Write operations are Linearizable in Zookeeper. Writes should be acknowledged by a quorum of servers before returning a successful response to the client.

Zookeeper uses ZAB protocol which stands for Zookeeper Atomic Commit Protocol to make this happen which is essentially a two-phase commit.

Once the leader applies the changes locally, the following steps are initiated using ZAB protocol to ensure writes are persistent on a quorum of servers

The leader sends a PROPOSAL which includes the transaction generated by the leader to all of its followers.
Once the follower receives the PROPOSAL from the leader, they apply the transaction locally to its DataTree and transaction log and sends an ACK signal to the leader confirming the acknowledgment of the proposal.
Once the leader receives the ACK signal from a quorum of servers, it sends a COMMIT request to followers which includes the zxid to commit the transaction and make it visible to clients.

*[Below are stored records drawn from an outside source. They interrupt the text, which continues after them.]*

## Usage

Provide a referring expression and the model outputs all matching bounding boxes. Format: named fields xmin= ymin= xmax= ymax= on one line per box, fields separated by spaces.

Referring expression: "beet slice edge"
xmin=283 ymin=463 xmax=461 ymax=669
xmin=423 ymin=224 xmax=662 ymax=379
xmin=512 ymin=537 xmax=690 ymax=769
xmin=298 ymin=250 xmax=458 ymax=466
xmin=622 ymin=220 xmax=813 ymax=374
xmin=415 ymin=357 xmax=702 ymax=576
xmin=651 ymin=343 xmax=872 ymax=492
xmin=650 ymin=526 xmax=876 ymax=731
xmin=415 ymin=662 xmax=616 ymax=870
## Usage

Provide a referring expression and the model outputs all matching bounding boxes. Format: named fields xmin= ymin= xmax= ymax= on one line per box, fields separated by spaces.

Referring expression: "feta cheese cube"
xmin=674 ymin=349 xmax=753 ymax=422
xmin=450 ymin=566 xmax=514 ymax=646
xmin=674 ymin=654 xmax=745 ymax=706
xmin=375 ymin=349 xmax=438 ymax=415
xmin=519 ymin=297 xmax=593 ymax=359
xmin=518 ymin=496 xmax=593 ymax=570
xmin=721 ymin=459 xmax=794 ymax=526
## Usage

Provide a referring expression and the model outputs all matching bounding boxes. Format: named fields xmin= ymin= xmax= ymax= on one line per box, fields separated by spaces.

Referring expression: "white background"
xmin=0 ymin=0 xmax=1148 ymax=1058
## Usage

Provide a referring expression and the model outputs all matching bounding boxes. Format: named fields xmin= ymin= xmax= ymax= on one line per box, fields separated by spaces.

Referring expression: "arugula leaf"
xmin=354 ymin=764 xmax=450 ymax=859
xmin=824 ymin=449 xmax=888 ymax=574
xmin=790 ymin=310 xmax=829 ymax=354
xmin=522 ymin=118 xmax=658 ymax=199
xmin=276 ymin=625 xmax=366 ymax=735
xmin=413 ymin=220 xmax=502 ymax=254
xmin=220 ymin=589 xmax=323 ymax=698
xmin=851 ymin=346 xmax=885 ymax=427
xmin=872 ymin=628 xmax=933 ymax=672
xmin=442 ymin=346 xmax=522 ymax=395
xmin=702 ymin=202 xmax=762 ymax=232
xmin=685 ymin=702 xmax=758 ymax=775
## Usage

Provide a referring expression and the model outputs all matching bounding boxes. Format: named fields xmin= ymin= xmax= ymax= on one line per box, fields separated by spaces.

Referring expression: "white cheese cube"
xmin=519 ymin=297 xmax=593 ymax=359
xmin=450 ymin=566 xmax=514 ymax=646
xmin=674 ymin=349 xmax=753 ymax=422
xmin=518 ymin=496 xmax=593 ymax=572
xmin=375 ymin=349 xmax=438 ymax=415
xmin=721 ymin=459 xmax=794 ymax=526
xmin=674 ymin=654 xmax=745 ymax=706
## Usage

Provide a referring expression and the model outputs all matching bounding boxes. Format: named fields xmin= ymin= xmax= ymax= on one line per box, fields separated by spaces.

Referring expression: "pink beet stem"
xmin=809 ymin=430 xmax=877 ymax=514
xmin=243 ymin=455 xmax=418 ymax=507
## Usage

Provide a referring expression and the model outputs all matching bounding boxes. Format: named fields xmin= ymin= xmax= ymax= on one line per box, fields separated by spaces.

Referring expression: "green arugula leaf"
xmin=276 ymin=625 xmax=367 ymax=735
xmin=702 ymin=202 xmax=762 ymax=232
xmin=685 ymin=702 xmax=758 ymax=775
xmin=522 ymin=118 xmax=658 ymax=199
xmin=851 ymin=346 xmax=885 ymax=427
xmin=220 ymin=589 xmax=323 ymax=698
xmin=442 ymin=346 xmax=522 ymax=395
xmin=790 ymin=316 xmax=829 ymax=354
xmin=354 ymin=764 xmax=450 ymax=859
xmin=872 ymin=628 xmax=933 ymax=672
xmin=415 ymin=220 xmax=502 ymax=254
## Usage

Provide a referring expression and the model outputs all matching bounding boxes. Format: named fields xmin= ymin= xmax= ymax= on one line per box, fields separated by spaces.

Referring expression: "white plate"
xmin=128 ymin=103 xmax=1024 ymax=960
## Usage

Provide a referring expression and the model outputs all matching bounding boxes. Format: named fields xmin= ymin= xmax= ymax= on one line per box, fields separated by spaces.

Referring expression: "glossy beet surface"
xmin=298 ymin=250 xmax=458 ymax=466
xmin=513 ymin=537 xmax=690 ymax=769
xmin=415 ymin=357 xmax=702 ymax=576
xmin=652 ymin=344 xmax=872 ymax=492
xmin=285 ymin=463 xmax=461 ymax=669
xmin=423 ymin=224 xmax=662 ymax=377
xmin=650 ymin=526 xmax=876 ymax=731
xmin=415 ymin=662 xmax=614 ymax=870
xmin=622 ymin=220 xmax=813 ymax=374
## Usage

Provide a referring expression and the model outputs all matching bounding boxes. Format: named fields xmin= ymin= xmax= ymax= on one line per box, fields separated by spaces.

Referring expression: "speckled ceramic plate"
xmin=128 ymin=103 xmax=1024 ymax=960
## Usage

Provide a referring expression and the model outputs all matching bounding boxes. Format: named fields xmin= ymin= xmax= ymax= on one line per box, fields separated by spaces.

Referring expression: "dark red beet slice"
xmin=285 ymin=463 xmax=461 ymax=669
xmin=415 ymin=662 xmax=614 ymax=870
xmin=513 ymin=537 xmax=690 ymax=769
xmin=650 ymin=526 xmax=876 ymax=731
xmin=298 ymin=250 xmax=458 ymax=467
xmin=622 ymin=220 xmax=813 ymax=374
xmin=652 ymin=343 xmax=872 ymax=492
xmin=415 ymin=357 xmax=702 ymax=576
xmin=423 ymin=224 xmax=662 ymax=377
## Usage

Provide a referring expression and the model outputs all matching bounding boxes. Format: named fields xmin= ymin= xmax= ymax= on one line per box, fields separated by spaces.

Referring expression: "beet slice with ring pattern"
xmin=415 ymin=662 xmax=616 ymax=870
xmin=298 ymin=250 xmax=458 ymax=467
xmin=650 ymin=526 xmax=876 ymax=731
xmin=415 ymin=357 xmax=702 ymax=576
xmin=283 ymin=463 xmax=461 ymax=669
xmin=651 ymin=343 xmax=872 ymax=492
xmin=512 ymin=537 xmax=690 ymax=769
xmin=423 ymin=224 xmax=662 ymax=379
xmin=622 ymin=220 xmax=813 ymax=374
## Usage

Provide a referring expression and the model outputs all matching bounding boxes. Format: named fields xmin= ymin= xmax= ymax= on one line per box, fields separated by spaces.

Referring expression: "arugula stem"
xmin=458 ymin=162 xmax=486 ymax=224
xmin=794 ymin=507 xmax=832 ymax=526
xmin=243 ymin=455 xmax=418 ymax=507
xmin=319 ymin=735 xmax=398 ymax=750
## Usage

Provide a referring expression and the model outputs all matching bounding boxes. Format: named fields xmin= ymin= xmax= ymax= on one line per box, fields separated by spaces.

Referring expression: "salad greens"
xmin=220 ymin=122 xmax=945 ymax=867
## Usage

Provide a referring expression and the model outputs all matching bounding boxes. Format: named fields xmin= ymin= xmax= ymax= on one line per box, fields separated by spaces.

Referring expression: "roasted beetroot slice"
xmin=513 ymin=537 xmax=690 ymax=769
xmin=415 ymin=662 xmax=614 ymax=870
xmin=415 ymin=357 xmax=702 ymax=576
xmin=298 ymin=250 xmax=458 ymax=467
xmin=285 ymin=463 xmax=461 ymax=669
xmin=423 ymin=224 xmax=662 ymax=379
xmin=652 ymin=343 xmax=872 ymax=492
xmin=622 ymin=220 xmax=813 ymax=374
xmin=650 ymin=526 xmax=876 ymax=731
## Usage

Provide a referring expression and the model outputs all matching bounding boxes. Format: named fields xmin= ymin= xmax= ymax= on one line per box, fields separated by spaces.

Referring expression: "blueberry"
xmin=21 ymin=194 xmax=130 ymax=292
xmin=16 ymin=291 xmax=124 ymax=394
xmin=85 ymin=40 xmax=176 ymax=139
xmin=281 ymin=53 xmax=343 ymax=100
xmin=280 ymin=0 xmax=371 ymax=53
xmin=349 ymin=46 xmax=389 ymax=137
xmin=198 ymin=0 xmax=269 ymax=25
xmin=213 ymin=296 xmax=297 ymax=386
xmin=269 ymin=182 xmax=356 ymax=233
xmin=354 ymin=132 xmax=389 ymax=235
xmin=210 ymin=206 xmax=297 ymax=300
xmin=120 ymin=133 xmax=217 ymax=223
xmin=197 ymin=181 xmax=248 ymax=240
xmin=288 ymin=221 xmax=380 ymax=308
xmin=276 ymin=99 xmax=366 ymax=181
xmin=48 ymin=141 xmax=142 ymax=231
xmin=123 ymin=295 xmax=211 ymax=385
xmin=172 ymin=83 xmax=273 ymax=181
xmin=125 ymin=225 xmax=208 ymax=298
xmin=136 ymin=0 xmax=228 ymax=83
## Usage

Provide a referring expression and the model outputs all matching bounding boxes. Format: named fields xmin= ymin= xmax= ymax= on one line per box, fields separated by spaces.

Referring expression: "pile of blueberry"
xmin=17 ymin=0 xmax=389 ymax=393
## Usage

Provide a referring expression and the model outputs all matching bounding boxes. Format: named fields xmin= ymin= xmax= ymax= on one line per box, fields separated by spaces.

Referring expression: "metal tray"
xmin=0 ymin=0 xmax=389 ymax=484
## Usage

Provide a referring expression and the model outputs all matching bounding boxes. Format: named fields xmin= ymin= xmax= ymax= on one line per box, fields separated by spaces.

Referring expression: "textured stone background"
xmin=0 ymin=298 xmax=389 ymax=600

Image credits: http://www.corejavaguru.com/bigdata/zookeeper/internals

ZAB provides the following list of guarantees

If a transaction X is committed by one server, then all other servers must also commit the transaction X. This is called dependable delivery.
If the leader proposes X and Y in the same order, each server must commit the transaction X before committing transaction Y. This property is referred to as casual order maintenance.
If a transaction X gets committed before a transaction Y by some server, then the same order will have to be replicated by all the servers. This property is called total ordering
A newly elected leader should have committed all transactions that will ever be committed from previous epochs before it starts broadcasting new transactions. This is possible by having suitable quorum where-in there will be at least one server which intersects between the previous and new epoch
At no point in time will two servers have a quorum of supporters thereby avoiding split-brain scenarios where-in two servers assume they are the leaders and make progress leading to data inconsistencies.

Unlike a follower, observers learn about the proposals that have been committed via INFORM messages which include the complete proposal.

Once the write is durable across the quorum of servers, the leader checks if there are outstanding watches that need to be triggered using the WatchManager data structure.

If there are watches that need to be triggered, it generates a notification that gets propagated to the client by using session information that is stored alongside DataTree.

The session information includes the connection information between the client and the server. The leader serializes the WatchEvent and sends it over the wire through the respective channel of followers to the client. The ZooKeeper client library receives the serialized version of the watch event, transforms it back to a watch event, and propagates it to the application.

Conclusion

This completes the article on the fundamentals and architecture of Zookeeper, their workings and interactions, and how Zookeeper handles read and write operations.

For a more in-depth understanding of the internals of Zookeeper, would suggest downloading and tracing the source code of Zookeeper as it is simple to follow.